After an extensive investigation, the Pentagon was unable to determine exactly what had happened to him, or whether he had made propaganda broadcasts for the north, as some troops asserted; therefore he was listed at the time as “missing.” An exhaustive review of the case said that a Marine Corps “screening board” had enough information to reclassify him as a deserter but decided not to do so until he had an opportunity to defend himself if he was ever returned to the United States. “This recommendation by the USMC POW screening board clearly demonstrates that the USMC was more concerned with protecting Garwood than with prosecuting him, as they should have been, until his return and all facts disclosed,” the review concluded. Sound familiar today?

Some veterans’ groups, and wives of missing air crew members who could not accept the reality that their husbands had certainly died when their planes went down, refused to believe that all captive Americans had been released. Goaded by political opportunists, including H. Ross Perot, they claimed for years that North Vietnam had held some prisoners back as bargaining chips. There was never any truth, or logic, to this – as was established years later by a special U.S. Senate investigating committee co-chaired by McCain and another Vietnam veteran, John F. Kerry — but the story periodically got new life because somebody reported spotting a young Caucasian man in North Vietnam. Most of those sightings were of the same individual, Bobby Garwood.

There were a handful of American soldiers and Marines who chose to stay in Vietnam and did not want to come back. Many had finished their terms of duty and married Vietnamese women, or gotten caught in the Cholon culture of drugs and gambling. (Remember Christopher Walken’s Oscar-winning performance as Nick in “The Deer Hunter”?) Garwood was not one of those dropouts; he went or was taken to North Vietnam four years after he disappeared from his motor pool, and in the 1970s was living more or less openly in Hanoi, where visitors sometimes spotted him. In 1979 he passed a note to a Finnish diplomat in a Hanoi café, saying he wanted to come home. Vietnam swiftly turned him over.

Garwood was court martialed at Camp Lejeune, N.C., in an 11-month proceeding that produced more than 3,000 pages of trial transcript. He was acquitted in February 1981 of desertion and refusal to fight, but convicted of communicating with the enemy and assaulting an American POW in a detention camp. He did not go to prison; he was dishonorably discharged and ordered to “forfeit all pay and allowances,” as they say in the military.

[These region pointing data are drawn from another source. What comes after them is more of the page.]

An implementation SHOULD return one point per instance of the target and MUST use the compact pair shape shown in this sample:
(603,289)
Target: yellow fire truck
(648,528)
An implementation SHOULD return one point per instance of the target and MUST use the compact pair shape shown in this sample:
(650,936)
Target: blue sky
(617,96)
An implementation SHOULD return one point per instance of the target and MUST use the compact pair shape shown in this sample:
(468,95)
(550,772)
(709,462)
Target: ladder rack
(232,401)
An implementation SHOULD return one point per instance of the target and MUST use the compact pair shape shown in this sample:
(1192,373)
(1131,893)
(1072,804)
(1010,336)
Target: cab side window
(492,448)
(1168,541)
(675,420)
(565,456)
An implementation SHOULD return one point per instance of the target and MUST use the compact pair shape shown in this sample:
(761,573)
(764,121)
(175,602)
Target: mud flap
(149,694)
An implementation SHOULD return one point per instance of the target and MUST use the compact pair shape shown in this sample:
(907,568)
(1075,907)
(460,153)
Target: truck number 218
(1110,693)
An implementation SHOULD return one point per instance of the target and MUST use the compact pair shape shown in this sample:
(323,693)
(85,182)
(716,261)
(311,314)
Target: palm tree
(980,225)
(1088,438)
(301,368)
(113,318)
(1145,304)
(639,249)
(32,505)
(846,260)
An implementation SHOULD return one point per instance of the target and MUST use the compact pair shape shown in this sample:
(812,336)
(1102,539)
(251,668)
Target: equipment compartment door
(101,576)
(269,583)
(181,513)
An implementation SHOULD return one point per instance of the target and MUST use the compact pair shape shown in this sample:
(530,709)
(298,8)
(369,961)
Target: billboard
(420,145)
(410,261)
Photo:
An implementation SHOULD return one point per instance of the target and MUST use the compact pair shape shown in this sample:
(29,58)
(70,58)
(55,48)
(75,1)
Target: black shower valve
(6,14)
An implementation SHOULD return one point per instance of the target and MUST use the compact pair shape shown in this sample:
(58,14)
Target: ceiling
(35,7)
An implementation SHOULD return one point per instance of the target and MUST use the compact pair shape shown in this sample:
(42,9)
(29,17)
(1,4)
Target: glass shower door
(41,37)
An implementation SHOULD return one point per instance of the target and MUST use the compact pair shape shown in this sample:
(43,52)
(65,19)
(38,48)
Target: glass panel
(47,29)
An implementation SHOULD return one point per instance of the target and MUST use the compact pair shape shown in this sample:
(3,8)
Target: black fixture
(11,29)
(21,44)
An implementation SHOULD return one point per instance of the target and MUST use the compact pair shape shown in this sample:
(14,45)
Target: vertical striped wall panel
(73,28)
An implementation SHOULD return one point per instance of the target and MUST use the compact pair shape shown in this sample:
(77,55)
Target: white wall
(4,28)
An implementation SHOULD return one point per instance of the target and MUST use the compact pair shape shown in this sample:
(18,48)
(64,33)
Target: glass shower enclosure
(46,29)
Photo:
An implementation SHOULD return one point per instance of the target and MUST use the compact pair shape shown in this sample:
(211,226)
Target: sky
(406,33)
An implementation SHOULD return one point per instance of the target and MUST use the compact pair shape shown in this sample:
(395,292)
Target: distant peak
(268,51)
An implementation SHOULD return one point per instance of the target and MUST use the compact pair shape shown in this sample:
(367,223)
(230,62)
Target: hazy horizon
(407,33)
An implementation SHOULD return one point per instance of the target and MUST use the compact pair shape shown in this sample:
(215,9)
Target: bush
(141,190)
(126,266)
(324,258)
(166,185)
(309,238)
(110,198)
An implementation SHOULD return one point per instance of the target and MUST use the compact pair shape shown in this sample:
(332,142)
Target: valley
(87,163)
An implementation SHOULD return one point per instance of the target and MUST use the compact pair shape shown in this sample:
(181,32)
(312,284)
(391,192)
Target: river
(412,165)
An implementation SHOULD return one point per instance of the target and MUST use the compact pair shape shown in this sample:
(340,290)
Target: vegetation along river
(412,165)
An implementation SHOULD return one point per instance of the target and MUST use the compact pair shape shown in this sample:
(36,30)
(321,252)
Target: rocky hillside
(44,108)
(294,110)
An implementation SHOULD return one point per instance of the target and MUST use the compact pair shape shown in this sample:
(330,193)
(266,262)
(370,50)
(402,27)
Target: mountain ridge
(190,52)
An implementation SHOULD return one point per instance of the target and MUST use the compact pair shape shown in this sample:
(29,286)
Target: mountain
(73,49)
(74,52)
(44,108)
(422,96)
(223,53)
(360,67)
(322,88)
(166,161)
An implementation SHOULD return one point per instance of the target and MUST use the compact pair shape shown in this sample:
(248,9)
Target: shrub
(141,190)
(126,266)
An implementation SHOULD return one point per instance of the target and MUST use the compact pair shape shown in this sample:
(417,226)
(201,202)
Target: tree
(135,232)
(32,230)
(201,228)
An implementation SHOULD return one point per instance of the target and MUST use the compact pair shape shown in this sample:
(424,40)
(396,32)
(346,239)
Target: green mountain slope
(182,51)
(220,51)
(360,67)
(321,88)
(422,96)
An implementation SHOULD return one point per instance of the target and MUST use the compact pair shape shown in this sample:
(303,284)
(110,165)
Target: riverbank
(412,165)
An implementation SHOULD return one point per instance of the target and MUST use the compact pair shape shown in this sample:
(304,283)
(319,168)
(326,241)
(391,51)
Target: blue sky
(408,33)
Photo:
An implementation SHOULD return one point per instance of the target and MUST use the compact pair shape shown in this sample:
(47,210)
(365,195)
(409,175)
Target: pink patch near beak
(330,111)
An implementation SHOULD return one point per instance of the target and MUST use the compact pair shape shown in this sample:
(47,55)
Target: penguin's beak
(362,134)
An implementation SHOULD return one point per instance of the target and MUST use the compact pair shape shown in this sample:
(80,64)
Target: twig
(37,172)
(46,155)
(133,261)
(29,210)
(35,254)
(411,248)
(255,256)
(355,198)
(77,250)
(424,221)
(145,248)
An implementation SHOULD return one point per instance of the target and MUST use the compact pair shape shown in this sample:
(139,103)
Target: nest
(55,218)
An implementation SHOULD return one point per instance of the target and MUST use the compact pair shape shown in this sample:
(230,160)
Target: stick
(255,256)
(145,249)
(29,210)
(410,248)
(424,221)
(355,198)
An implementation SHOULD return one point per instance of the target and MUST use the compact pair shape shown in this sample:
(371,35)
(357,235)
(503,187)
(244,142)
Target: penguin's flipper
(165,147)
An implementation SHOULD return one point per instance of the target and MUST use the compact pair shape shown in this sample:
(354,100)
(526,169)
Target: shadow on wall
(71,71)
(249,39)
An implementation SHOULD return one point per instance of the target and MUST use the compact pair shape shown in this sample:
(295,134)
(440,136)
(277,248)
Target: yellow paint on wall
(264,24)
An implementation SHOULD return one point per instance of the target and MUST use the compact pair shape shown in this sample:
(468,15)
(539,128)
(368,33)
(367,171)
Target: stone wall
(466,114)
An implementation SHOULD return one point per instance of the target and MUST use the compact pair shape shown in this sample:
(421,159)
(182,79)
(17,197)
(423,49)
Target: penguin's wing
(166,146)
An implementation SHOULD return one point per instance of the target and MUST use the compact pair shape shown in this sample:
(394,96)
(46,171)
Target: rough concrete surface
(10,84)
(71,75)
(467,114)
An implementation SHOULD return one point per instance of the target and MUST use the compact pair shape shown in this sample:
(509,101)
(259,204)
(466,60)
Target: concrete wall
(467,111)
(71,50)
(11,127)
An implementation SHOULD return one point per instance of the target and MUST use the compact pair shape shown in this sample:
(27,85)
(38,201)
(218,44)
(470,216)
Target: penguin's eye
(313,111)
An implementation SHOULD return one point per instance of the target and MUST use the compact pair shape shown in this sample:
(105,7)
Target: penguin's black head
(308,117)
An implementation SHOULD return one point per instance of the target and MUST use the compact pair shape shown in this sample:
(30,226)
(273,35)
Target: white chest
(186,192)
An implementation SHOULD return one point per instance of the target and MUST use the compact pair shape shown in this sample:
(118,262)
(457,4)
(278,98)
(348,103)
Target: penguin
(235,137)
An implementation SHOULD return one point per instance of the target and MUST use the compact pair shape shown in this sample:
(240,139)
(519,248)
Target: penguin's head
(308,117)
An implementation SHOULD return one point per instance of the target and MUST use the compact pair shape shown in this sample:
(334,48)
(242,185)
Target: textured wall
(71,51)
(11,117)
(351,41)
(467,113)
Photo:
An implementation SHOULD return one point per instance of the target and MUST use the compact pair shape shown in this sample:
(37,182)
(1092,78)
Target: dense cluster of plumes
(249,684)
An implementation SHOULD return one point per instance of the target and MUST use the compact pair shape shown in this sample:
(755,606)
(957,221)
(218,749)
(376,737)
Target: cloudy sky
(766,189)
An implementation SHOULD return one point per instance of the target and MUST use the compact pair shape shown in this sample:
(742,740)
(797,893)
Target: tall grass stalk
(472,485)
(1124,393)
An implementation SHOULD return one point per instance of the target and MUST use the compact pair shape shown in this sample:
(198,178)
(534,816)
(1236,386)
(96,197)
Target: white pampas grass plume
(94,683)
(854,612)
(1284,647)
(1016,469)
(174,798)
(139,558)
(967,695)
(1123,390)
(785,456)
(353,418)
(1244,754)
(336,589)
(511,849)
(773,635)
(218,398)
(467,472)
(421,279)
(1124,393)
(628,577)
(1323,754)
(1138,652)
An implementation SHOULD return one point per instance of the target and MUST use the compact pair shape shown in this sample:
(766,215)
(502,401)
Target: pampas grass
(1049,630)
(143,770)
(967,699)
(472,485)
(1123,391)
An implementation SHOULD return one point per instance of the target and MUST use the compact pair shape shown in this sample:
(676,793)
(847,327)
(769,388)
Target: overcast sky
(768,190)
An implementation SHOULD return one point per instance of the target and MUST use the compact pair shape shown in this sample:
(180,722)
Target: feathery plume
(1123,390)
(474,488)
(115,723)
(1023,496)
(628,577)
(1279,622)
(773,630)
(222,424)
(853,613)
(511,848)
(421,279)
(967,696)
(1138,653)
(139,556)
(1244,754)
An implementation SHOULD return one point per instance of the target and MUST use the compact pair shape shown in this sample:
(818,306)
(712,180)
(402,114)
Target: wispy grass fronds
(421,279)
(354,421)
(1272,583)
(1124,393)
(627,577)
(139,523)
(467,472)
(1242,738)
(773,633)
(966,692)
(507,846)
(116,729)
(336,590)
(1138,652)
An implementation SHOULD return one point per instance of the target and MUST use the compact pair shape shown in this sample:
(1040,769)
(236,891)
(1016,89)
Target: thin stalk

The whole truth may never be known, lost in time and the fog of war. As with Bergdahl, some of Garwood’s fellow Marines maintained that he had simply deserted and demanded that he be punished. Garwood always maintained that he did not desert, he got lost, perhaps on a laundry run or perhaps, as some suggested, on his way to a brothel. Those who want the whole story might read one of the books about him, Conversations With the Enemy, by two former Washington Star reporters. One of the authors was Winston Groom, author of “Forrest Gump.” At least there wasn’t much ambiguity about Forrest’s record in Vietnam.

Photo: A screen cap from a Taliban-released video capturing the moment Sgt. Bowe Bergdahl was released into U.S. custody.